Андрей Савельевич велел Захару, чтоб принесли всё, что надобно для письма, и, провожая взглядом его согбенную, с выпирающими лопатками спину, подумал, как незаметно летит время. В молодости, бывало, каждый день казался длиною в год, всякая мелочь представлялась важной и запоминалась накрепко. А где-то после тридцати дни побежали скорее, замелькали, сливаясь в одно, без подробностей, размытое и неясное целое. Оглянуться не успеешь, а уж год минул, а где один, там и три, и все десять… Будто жизнь — гора высокая; наверх карабкаться тяжко да долго, зато вниз ноги сами несут, и чем дольше с горы бежишь, тем скорей получается.
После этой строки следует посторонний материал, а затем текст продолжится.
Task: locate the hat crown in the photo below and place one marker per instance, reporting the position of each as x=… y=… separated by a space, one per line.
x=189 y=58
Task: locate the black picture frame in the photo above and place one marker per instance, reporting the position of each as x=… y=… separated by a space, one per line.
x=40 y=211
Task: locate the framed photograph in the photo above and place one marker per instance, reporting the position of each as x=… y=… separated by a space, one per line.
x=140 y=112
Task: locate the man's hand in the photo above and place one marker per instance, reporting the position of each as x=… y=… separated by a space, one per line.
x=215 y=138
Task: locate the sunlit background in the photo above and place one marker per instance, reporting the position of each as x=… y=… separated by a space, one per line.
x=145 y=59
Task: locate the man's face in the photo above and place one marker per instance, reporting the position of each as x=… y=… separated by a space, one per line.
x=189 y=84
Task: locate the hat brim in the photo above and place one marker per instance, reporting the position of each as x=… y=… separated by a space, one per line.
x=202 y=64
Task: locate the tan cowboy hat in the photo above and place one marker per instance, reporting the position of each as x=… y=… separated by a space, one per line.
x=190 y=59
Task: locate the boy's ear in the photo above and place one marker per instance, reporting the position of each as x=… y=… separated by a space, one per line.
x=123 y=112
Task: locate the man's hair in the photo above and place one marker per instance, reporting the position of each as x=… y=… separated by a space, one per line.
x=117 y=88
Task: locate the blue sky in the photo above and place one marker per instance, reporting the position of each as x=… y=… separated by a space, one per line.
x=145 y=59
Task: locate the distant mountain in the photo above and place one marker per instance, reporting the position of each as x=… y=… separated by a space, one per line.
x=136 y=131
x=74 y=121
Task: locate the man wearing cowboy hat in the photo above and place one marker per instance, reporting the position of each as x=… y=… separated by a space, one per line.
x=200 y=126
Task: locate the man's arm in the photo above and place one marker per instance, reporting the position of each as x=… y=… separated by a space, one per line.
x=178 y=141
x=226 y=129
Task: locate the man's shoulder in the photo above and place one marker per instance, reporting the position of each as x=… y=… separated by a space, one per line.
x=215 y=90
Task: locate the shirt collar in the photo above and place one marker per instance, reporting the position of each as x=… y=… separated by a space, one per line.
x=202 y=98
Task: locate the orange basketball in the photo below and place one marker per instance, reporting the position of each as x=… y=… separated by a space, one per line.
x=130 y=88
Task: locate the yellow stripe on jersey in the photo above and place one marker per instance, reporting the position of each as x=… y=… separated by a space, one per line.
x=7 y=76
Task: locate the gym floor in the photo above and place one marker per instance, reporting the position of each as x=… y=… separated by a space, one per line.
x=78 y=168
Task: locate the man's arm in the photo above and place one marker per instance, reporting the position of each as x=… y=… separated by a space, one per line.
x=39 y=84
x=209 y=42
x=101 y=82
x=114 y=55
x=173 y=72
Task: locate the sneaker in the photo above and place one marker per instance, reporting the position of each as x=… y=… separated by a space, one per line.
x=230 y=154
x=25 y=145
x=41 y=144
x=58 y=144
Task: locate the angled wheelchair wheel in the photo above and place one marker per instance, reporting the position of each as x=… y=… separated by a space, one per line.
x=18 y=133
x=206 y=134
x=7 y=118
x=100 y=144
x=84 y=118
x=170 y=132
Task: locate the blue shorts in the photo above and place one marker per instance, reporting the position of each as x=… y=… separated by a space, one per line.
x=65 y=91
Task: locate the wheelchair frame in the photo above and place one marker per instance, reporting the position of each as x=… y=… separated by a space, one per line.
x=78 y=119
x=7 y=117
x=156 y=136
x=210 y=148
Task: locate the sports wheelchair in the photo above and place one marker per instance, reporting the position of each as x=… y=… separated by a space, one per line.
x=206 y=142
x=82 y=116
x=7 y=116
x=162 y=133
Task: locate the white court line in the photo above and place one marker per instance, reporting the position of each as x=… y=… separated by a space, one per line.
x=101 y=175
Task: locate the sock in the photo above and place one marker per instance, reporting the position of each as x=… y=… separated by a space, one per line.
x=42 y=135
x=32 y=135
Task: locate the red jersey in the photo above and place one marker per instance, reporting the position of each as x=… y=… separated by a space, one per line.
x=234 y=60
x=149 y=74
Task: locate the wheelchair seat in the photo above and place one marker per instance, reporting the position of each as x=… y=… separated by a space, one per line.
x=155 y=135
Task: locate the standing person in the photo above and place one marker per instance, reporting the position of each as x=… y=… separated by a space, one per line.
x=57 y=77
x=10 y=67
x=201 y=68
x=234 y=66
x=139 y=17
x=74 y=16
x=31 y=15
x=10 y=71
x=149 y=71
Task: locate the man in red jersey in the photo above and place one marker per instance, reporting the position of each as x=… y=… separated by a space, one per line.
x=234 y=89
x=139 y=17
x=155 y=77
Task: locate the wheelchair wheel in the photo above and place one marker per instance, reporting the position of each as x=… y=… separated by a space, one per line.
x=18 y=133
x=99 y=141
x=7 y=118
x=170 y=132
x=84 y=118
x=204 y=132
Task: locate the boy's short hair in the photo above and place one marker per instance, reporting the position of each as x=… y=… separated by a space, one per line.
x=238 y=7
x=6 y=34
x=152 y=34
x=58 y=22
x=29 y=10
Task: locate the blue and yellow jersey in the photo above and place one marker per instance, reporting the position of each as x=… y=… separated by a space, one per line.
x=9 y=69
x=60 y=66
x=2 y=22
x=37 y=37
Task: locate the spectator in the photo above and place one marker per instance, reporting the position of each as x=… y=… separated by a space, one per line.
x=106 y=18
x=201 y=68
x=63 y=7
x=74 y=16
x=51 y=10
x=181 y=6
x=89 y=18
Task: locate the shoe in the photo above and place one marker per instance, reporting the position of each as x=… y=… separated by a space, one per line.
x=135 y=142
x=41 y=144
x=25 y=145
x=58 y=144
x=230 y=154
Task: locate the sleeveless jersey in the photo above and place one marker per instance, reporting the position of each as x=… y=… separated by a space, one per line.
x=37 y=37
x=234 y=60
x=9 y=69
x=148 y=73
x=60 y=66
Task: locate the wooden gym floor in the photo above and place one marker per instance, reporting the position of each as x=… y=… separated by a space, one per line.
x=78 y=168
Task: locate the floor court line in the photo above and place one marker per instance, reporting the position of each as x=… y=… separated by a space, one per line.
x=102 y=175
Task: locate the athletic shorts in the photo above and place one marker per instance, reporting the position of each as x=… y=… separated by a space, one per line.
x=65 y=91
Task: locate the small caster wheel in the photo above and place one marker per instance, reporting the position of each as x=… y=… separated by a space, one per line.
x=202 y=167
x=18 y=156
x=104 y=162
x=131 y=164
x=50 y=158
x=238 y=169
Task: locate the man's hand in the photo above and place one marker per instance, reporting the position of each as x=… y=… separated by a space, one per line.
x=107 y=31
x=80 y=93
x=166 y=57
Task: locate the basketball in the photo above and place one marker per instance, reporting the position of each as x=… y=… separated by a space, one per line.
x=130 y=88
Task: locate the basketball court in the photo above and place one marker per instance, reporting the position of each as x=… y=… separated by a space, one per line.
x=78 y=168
Вот и Захар вконец состарился, и сын возмужал, да и сам Андрей Савельевич уж не тот, что прежде, а молодость будто вчера была, и жена-покойница перед глазами как живая стоит, молодая да пригожая…
Захар вернулся, неся перед собой на вытянутых руках плоский деревянный ларец с письменными принадлежностями. Сам принёс, никому не доверил, хотя и налегке-то еле-еле ходит. Истинно, верный пёс. Андрей Савельевич хотел шутки ради спросить, не составить ли заодно вольную и на него, Захара, да сдержался: что хозяину шутка, для холопа слезами может обернуться. Зачем старика тревожить, пусть его живёт, как живётся, тем паче что, по всему видать, осталось ему уж недолго…
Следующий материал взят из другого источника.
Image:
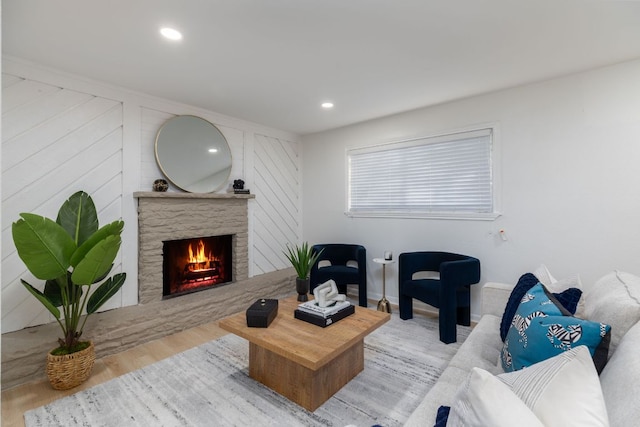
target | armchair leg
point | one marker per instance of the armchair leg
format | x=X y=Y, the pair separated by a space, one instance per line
x=447 y=319
x=448 y=333
x=406 y=307
x=362 y=295
x=464 y=316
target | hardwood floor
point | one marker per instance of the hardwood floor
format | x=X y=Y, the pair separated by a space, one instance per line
x=16 y=401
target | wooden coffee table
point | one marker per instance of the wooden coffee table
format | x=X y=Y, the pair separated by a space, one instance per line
x=301 y=361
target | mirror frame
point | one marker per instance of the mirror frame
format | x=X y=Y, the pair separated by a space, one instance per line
x=182 y=158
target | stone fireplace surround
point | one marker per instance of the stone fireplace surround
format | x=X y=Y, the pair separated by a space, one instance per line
x=169 y=215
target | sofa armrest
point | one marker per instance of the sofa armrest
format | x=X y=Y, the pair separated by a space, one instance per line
x=494 y=298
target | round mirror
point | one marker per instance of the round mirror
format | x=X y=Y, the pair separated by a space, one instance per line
x=193 y=154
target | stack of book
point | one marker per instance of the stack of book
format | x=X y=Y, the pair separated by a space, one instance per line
x=311 y=312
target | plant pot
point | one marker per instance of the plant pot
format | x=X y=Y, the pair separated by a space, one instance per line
x=70 y=370
x=302 y=287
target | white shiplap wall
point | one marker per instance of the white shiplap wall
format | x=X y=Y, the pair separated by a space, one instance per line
x=277 y=209
x=55 y=141
x=62 y=133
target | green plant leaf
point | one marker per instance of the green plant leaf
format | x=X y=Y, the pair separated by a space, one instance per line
x=53 y=291
x=97 y=261
x=113 y=229
x=78 y=216
x=44 y=246
x=49 y=305
x=301 y=258
x=105 y=291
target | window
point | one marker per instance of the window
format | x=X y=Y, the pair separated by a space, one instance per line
x=445 y=176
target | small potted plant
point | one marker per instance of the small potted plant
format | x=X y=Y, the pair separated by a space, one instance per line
x=71 y=254
x=302 y=258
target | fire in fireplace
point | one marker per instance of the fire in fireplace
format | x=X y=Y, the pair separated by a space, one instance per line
x=191 y=265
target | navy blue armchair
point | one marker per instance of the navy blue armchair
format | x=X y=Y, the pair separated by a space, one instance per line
x=345 y=264
x=450 y=292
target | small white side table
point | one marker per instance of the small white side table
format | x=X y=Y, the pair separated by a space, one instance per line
x=383 y=304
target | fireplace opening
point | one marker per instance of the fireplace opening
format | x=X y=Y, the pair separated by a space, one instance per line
x=191 y=265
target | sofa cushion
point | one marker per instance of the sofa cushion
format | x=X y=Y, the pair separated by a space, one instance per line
x=615 y=298
x=556 y=286
x=561 y=391
x=480 y=349
x=568 y=298
x=619 y=377
x=483 y=400
x=540 y=330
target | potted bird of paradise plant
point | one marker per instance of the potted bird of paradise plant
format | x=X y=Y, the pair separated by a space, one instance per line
x=302 y=259
x=72 y=255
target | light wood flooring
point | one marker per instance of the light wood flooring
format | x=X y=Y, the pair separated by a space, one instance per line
x=16 y=401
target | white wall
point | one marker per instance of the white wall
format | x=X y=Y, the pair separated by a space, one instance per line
x=569 y=155
x=63 y=133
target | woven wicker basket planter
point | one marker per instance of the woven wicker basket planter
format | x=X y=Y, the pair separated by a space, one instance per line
x=70 y=370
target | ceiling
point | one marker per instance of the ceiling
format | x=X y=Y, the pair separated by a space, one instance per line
x=274 y=62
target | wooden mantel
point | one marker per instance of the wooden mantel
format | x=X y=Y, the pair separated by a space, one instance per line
x=175 y=195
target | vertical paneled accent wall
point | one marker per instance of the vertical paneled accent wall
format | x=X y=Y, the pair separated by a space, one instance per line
x=63 y=133
x=55 y=141
x=276 y=213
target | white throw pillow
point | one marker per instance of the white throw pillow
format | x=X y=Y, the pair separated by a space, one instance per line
x=561 y=391
x=615 y=298
x=483 y=400
x=554 y=285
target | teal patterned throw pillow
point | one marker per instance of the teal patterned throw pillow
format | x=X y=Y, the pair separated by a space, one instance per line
x=540 y=330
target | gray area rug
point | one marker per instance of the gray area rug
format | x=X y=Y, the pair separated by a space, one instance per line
x=209 y=386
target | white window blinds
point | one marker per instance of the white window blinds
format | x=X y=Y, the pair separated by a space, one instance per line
x=435 y=175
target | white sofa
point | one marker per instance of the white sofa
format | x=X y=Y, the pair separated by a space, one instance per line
x=614 y=299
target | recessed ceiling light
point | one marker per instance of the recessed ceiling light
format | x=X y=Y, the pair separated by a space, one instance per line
x=171 y=33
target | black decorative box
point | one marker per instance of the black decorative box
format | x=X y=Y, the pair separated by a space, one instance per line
x=262 y=312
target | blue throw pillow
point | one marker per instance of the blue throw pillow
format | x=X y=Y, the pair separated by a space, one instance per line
x=568 y=299
x=442 y=416
x=540 y=330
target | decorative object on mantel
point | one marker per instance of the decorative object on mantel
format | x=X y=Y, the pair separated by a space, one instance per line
x=238 y=187
x=71 y=254
x=302 y=258
x=160 y=185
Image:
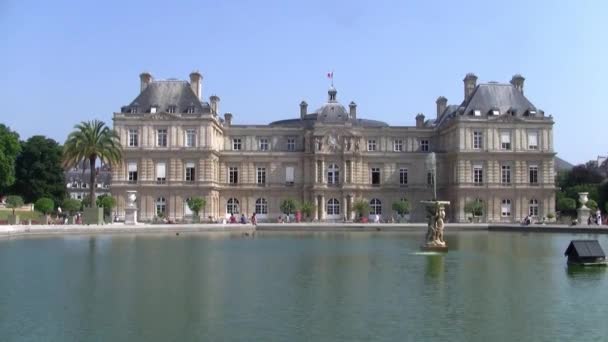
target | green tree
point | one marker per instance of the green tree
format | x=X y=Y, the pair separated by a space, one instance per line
x=90 y=141
x=71 y=205
x=9 y=149
x=106 y=202
x=402 y=206
x=14 y=202
x=196 y=204
x=38 y=170
x=474 y=207
x=307 y=208
x=44 y=205
x=288 y=206
x=361 y=208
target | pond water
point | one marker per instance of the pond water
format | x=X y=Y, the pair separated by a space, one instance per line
x=363 y=286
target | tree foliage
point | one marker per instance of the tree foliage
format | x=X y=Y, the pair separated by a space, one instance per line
x=288 y=206
x=90 y=141
x=71 y=205
x=402 y=207
x=38 y=170
x=44 y=205
x=9 y=149
x=106 y=202
x=14 y=202
x=196 y=204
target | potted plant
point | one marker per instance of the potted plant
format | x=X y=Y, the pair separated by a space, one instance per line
x=196 y=204
x=402 y=208
x=475 y=208
x=361 y=209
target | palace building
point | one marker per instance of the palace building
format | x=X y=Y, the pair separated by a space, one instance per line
x=494 y=146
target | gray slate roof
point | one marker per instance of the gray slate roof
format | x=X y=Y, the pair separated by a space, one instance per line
x=585 y=248
x=167 y=93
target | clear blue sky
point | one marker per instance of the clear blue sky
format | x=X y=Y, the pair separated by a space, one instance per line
x=67 y=61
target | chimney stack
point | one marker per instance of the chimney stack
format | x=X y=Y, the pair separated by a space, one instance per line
x=145 y=78
x=518 y=82
x=227 y=119
x=196 y=83
x=470 y=81
x=353 y=110
x=419 y=120
x=303 y=109
x=442 y=103
x=215 y=106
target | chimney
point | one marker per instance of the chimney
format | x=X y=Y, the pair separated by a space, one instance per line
x=470 y=81
x=227 y=119
x=353 y=110
x=196 y=83
x=303 y=109
x=442 y=103
x=518 y=82
x=215 y=106
x=145 y=79
x=419 y=120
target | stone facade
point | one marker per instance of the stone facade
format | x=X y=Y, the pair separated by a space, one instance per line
x=495 y=146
Захар ушёл, напоследок сообщив, что на дворе всё спокойно (беспокойству-то взяться неоткуда было, да Андрей Савельевич не стал старику про то поминать: пусть уж делает, как смолоду привык), и пожелав хозяину доброй ночи. Зимин открыл ларец, без спешки разложил перед собой на столе бумагу да перья, выбрал, какое глянулось, и, щуря левый глаз (глаза у него тоже стали не те, что в молодости, как и все иное), очинил его острым ножиком, аккуратно расщепив надвое косо срезанный кончик. Возвёл очи, пошевелил губами, думая, как ловчее составить грамотку. Дело было непривычное, и подойти к нему надлежало со всей серьёзностью, ибо, как известно, что написано пером, не вырубишь топором. После медленно, осторожно обмакнул перо и стал старательно выводить букву за буквой.